Письма Казота о музыке, большинство из которых являются ответами на письмо Жан-Жака Руссо об Опере{441}, также можно отнести к этому короткому экскурсу в область лирики. Почти все его либретто анонимны, их всегда рассматривали как дипломатические послания времен войны в Опере. Некоторые из них подлинны, авторство других вызывает сомнение. Но мы были бы весьма удивлены, если бы в разряд последних попал «Маленький пророк из Богемского Брода»{442} — фантазия весьма специфического характера, но вполне достойная таких авторов, как Казот или Гофман.

Жизнь Казота все еще протекала легко и безоблачно. Вот портрет, составленный Шарлем Нодье, которому в детстве довелось видеть этого знаменитого человека:

«К крайнему своему благодушию, так и сиявшему на его красивом и веселом лице, к нежному и кроткому выражению по-юношески живых голубых глаз, к мягкой привлекательности всего облика господин Казот присоединял драгоценнейший талант лучшего в мире рассказчика историй, вместе причудливых и наивных, которые в одно и то же время казались чистейшей правдою в силу точности деталей и самой невероятной сказкою из-за чудес, коими изобиловали. Природа одарила его особым даром видеть вещи в фантастическом свете, — всем известно, насколько я был расположен упиваться волшебством подобных иллюзий. Итак, стоило мне заслышать в соседней зале мерные, тяжелые шаги, отдающиеся эхом от плит пола; стоило двери отвориться с аккуратной неспешностью, пропустив сперва старика слугу с фонарем в руке, куда менее проворного, чем хозяин, шутливо звавший его „земляком“; стоило появиться самому Казоту в треуголке и зеленом камлотовом{443} рединготе, обшитом узеньким галуном, с длинною тростью, украшенной золотым набалдашником, в башмаках с квадратными носами и массивными серебряными пряжками, как я со всех ног кидался к желанному гостю с изъявлениями самой необузданной радости, возраставшей еще и от его ласк».

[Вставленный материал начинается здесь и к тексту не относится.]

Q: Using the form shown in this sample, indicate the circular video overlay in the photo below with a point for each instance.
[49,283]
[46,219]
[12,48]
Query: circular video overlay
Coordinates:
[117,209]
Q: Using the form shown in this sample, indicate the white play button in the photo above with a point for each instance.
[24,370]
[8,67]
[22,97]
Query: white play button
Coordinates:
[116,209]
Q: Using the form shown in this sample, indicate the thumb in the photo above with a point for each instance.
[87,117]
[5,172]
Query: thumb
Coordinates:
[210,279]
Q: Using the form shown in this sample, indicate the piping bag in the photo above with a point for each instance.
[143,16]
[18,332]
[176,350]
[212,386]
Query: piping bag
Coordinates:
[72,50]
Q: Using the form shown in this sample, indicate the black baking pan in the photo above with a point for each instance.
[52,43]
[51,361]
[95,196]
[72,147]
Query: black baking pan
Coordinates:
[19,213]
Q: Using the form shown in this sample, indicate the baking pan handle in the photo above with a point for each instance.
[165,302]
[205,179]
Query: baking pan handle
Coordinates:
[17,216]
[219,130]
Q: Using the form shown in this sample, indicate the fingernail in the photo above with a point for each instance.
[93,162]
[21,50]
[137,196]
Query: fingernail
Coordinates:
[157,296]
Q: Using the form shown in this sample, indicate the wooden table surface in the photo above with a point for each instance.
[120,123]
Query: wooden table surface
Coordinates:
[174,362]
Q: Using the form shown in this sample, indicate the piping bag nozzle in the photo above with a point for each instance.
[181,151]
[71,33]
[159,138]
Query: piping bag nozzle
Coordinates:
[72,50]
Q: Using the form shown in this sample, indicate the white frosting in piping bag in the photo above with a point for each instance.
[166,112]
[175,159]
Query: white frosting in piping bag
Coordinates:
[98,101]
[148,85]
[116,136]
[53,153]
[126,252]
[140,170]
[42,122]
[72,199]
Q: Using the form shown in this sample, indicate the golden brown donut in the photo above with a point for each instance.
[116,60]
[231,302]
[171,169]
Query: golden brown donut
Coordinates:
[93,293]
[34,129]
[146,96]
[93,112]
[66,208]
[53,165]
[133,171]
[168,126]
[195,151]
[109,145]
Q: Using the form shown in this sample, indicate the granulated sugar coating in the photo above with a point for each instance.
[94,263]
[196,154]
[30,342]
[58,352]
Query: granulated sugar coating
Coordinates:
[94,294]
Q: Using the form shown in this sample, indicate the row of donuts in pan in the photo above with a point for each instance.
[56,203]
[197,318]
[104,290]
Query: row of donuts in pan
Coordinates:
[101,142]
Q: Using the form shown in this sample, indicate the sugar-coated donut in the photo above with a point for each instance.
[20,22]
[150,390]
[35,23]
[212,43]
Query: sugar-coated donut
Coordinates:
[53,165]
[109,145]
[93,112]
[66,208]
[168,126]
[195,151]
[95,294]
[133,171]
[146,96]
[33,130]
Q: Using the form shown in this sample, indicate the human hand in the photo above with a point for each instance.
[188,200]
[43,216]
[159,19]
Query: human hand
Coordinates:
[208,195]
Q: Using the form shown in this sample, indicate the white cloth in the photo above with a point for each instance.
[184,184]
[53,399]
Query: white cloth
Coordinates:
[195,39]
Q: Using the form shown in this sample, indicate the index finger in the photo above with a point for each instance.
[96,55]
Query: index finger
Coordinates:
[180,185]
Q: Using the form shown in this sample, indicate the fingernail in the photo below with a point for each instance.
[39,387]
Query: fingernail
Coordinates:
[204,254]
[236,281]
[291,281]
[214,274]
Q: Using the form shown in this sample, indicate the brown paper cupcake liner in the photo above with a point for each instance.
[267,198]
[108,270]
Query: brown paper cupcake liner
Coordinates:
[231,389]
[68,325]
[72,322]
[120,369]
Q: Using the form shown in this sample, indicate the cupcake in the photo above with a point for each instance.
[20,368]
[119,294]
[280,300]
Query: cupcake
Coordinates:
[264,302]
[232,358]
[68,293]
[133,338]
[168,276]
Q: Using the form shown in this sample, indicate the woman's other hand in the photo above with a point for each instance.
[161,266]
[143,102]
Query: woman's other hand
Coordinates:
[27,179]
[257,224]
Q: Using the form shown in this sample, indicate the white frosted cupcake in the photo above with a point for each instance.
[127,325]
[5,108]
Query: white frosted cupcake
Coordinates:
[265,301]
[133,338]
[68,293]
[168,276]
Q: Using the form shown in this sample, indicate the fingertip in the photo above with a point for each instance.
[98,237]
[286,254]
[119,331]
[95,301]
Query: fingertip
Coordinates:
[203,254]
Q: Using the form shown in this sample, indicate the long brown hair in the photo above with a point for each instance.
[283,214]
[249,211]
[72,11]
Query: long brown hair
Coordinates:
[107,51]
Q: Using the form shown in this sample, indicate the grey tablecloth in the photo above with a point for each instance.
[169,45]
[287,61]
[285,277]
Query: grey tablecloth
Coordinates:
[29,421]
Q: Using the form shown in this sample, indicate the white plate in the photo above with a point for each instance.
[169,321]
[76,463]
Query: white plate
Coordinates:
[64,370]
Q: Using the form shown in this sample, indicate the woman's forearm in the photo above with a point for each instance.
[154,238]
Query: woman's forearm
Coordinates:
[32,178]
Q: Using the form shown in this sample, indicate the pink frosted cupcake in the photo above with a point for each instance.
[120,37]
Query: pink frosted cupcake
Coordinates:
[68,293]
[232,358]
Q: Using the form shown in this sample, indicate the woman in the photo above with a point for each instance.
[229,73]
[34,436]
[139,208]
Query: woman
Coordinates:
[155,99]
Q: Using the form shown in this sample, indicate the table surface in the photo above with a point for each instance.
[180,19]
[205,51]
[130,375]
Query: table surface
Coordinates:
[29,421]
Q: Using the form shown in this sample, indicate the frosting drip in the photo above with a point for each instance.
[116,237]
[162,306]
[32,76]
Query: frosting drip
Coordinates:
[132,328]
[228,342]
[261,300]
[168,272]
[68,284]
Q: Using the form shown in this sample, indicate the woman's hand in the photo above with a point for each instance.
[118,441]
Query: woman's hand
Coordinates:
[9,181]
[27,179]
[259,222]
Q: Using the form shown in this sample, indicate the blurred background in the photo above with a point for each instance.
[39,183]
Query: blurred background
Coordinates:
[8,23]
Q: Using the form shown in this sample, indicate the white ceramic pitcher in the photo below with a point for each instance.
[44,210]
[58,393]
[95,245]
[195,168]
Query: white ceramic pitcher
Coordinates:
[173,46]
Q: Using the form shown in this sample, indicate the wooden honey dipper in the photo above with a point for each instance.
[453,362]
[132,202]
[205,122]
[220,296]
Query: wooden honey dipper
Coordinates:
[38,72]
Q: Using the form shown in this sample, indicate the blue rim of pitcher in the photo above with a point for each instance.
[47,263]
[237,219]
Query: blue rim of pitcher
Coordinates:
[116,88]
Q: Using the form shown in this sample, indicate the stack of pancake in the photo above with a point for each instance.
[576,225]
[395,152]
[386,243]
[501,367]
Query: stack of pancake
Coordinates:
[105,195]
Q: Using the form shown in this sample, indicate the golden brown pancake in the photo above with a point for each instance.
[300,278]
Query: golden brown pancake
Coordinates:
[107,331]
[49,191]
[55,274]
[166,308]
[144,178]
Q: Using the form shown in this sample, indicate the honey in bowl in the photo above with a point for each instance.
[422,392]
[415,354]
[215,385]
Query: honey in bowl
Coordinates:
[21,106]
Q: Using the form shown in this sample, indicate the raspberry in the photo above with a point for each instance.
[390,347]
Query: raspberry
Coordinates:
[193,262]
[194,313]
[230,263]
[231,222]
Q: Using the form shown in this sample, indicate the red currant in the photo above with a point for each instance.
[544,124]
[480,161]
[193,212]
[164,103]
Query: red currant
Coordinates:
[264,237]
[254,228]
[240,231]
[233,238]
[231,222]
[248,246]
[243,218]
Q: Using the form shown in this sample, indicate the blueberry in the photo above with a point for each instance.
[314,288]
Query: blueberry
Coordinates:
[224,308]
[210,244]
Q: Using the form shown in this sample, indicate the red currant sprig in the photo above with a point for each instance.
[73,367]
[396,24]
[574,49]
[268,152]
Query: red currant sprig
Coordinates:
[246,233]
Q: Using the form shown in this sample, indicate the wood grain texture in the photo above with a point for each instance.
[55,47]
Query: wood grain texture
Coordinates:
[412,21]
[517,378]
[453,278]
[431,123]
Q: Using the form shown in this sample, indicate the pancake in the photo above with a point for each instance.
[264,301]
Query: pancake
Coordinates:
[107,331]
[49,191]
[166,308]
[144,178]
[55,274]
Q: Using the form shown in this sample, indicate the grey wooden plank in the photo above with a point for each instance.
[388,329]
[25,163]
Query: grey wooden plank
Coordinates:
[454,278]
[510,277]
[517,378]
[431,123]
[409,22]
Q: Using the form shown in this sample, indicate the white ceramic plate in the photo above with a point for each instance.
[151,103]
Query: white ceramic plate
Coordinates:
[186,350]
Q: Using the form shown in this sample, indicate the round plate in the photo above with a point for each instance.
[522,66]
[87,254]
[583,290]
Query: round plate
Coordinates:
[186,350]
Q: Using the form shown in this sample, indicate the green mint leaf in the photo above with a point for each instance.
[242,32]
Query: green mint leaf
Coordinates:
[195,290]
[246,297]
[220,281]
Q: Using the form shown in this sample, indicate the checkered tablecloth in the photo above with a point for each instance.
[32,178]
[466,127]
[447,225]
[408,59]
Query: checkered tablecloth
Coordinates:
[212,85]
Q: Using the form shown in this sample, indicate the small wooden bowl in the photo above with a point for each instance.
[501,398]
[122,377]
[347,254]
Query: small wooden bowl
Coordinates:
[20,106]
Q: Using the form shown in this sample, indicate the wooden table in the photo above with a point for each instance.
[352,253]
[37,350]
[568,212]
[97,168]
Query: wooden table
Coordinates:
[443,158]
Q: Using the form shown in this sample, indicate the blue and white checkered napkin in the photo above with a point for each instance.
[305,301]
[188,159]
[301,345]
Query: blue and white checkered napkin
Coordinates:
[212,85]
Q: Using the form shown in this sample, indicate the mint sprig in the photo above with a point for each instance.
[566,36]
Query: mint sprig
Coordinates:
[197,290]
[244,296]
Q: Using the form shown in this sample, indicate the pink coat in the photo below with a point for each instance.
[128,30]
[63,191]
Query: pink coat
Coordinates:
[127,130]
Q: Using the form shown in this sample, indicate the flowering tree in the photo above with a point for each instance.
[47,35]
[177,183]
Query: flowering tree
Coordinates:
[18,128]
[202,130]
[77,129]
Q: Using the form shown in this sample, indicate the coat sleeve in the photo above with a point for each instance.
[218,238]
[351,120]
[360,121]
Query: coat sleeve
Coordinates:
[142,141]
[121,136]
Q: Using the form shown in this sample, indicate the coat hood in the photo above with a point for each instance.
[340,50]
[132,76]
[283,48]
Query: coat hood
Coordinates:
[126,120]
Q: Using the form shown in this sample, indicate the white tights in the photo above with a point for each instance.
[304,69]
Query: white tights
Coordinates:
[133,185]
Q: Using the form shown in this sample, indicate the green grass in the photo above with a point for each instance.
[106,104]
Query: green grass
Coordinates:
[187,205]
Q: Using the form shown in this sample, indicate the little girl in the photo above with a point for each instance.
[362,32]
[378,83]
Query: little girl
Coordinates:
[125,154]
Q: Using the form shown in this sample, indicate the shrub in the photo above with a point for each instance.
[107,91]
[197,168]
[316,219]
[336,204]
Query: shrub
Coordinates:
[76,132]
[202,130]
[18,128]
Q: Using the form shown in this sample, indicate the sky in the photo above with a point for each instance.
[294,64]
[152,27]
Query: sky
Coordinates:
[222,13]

Шарль Нодье приписывает Казоту одну из тех таинственных историй, которые последнему так нравилось рассказывать в обществе, жадно внимавшем каждому его слову. Речь идет о продолжительности жизни Марион Делорм{444}, которую, как утверждал Казот, он видел за несколько дней до ее кончины в возрасте примерно ста пятидесяти лет, если судить по документам о крещении и смерти, сохранившимся в Безансоне. Принимая на веру эту более чем сомнительную цифру, можно заключить, что писатель видел Марион Делорм, когда ему был двадцать один год. Таким образом он мог, по его словам, поведать многие неизвестные доселе подробности смерти Генриха IV{445}, при которой, вполне вероятно, присутствовала Марион Делорм.